Incluso en el caso de que amarre la Diputación mediante un pacto, nada volverá a ser lo mismo en una institución que los Baltar han gobernado durante más de tres décadas a su antojo, hasta convertirla en una factoría de votantes. La institución provincial da trabajo a un millar de personas, de los que al menos 400 son cargos del Partido Popular o familiares. Sus contrataciones se disparan en períodos electorales, primarias incluidas. Fue precisamente en vísperas de un congreso provincial en el que Feijóo trató de enseñarle la puerta cuando José Luis Baltar contrató irregularmente a 115 personas para, de acuerdo con la sentencia judicial, asegurar la victoria de su hijo y garantizar la sucesión.
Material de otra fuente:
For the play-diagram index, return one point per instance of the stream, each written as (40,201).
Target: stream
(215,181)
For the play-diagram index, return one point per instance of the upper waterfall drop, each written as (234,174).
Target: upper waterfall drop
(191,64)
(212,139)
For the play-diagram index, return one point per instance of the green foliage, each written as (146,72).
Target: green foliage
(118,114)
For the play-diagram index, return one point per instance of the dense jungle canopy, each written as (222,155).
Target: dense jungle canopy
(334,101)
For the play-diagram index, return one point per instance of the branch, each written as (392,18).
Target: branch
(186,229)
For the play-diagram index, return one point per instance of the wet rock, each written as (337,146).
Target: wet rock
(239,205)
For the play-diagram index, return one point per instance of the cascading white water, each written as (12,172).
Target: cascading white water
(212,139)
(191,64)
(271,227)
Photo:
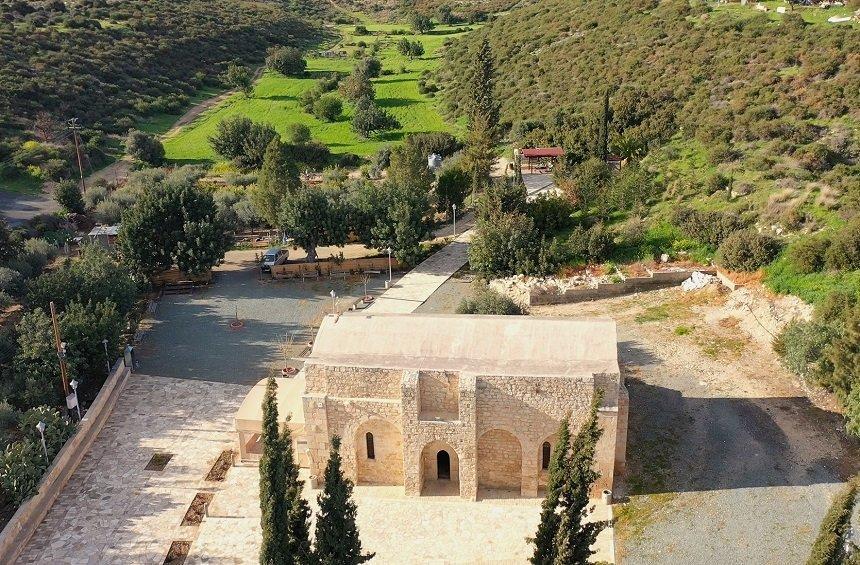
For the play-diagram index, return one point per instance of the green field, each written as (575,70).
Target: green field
(275,97)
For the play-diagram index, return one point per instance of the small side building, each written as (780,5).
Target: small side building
(450,404)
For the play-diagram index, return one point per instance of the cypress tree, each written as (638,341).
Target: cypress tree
(603,141)
(544,539)
(278,178)
(296,538)
(272,482)
(574,538)
(337,541)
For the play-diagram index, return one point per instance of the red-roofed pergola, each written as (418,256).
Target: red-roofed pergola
(541,154)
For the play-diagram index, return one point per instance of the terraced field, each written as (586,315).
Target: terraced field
(276,98)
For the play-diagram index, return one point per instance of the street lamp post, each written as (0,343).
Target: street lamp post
(389,265)
(74,385)
(107,358)
(41,427)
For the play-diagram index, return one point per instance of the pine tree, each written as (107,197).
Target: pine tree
(482,102)
(605,117)
(574,538)
(272,483)
(337,541)
(544,539)
(278,178)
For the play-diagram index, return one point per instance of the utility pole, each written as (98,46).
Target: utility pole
(75,127)
(61,353)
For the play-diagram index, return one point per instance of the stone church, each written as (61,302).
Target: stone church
(450,404)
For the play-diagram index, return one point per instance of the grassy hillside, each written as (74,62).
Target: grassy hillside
(729,109)
(276,98)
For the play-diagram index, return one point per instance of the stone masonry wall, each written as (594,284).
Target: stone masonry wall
(353,382)
(440,392)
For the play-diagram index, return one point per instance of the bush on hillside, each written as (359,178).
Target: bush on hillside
(485,300)
(328,108)
(844,251)
(144,147)
(288,61)
(808,255)
(11,281)
(68,196)
(747,250)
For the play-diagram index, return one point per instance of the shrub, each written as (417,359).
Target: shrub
(288,61)
(144,147)
(328,108)
(710,228)
(57,428)
(550,212)
(800,346)
(807,255)
(828,548)
(747,250)
(108,212)
(21,467)
(487,301)
(95,194)
(298,134)
(68,196)
(11,281)
(844,250)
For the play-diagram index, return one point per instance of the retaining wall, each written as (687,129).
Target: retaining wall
(657,280)
(327,268)
(29,515)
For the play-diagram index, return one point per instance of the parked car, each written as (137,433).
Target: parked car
(272,257)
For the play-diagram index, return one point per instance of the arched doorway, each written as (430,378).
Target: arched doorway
(378,453)
(443,465)
(440,469)
(500,461)
(546,449)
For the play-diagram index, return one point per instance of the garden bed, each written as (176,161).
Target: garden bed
(197,509)
(218,472)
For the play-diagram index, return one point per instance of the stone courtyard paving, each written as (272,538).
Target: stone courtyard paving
(114,511)
(190,336)
(397,528)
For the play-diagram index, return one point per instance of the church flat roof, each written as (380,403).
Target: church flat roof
(491,345)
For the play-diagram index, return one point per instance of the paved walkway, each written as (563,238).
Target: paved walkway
(399,529)
(113,510)
(417,285)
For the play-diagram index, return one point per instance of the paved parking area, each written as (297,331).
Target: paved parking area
(113,510)
(191,337)
(399,529)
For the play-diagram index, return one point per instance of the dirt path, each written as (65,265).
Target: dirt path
(728,459)
(198,109)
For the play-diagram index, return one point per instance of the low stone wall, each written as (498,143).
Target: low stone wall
(327,268)
(657,280)
(24,522)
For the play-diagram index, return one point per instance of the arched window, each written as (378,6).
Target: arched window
(371,452)
(546,450)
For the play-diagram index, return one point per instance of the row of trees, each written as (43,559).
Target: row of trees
(285,515)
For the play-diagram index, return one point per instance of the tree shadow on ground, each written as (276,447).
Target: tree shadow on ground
(684,444)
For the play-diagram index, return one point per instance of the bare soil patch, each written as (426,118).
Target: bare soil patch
(218,472)
(195,513)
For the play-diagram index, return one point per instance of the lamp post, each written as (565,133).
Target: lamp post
(41,427)
(74,385)
(107,358)
(389,265)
El presidente saliente “se limitó a contratar a aquellas personas que le vinieron en gana”, en su mayor parte “afines de uno y otro modo al PP”, reveló el fallo, que le condenó a nueve años de inhabilitación por prevaricación.

La peculiaridad de los eventuales pactos en Ourense, tanto en el ayuntamiento como en la diputación, no reside únicamente en Jácome. Baltar necesitará a Ciudadanos, y si el partido de Albert Rivera ha entrado con dos concejales en el ayuntamiento ha sido con la candidatura de quien fuera mano derecha del alcalde durante el último mandato, que a pocas semanas de las elecciones cambió de partido y se erigió en candidato de Cs a la alcaldía. En todo caso, el escenario más extravagante sería el del acuerdo con Democracia Ourensana, una formación política que ha sido azote de Baltar durante los últimos cuatro años, en los que ha acudido en diversas ocasiones al juzgado para denunciar supuestos casos de corrupción. En campaña, DO reiteró que no facilitaría la investidura de Baltar Blanco. Nadie puede descartar que condicione su apoyo a que el PP promueva un candidato alternativo.

Manuel Baltar. (EFE)
Manuel Baltar. (EFE)

Además de trasladar la responsabilidad a Jesús Vázquez, Baltar hijo ha cambiado el tono de su discurso en sus primeras intervenciones tras la jornada electoral. Ahora que necesita el apoyo de otros —siempre que sus reclamaciones no prosperen— exhibe un talante dialogante, dispuesto como está a pactar con fuerzas con programas que tengan “algo en común” con el suyo. Son las consecuencias de un resultado que el presidente provincial del PP no esperaba ningún caso, según confesó.

La pérdida del poder absoluto de la saga Baltar es un símbolo de un cambio de era, que reduce a recuerdos del pasado el fortalecimiento de las victorias del PP con porcentajes de voto en la provincia próximos al 60%. No era un apoyo sin precio: tanto Fraga en su día como Feijóo en la actualidad han tenido que ceder al requisito de no injerencia en los asuntos de la provincia. El episodio más notorio fue el encierro en 2004 de seis diputados autonómicos en un piso de Santiago, que durante horas pusieron en jaque la mayoría absoluta de Manuel Fraga en el Parlamento gallego. Reclamaban más poder para la provincia.

El expresidente de la Diputación y del PP de Ourense José Luis Baltar, en el banquillo. (EFE)
El expresidente de la Diputación y del PP de Ourense José Luis Baltar, en el banquillo. (EFE)

Si los birretes populares siempre miraron por encima del hombro a sus compañeros de la boina no fue solo por una cuestión de elitismo, sino sobre todo por la procedencia del sector de Baltar de un partido ajeno. Todos ellos llegaron de Centristas de Galicia, integrado en el PP en 1991 más como alianza que como disolución. Los resultados electorales, trabajados con máquinas de asfaltar, polideportivos o contrataciones de personal, les garantizaron la independencia de Santiago que reclamaban. Tras el intento fallido de Feijóo de tumbarlos en un congreso provincial, son las urnas de este 26-M las que pueden retirar la última boina del partido.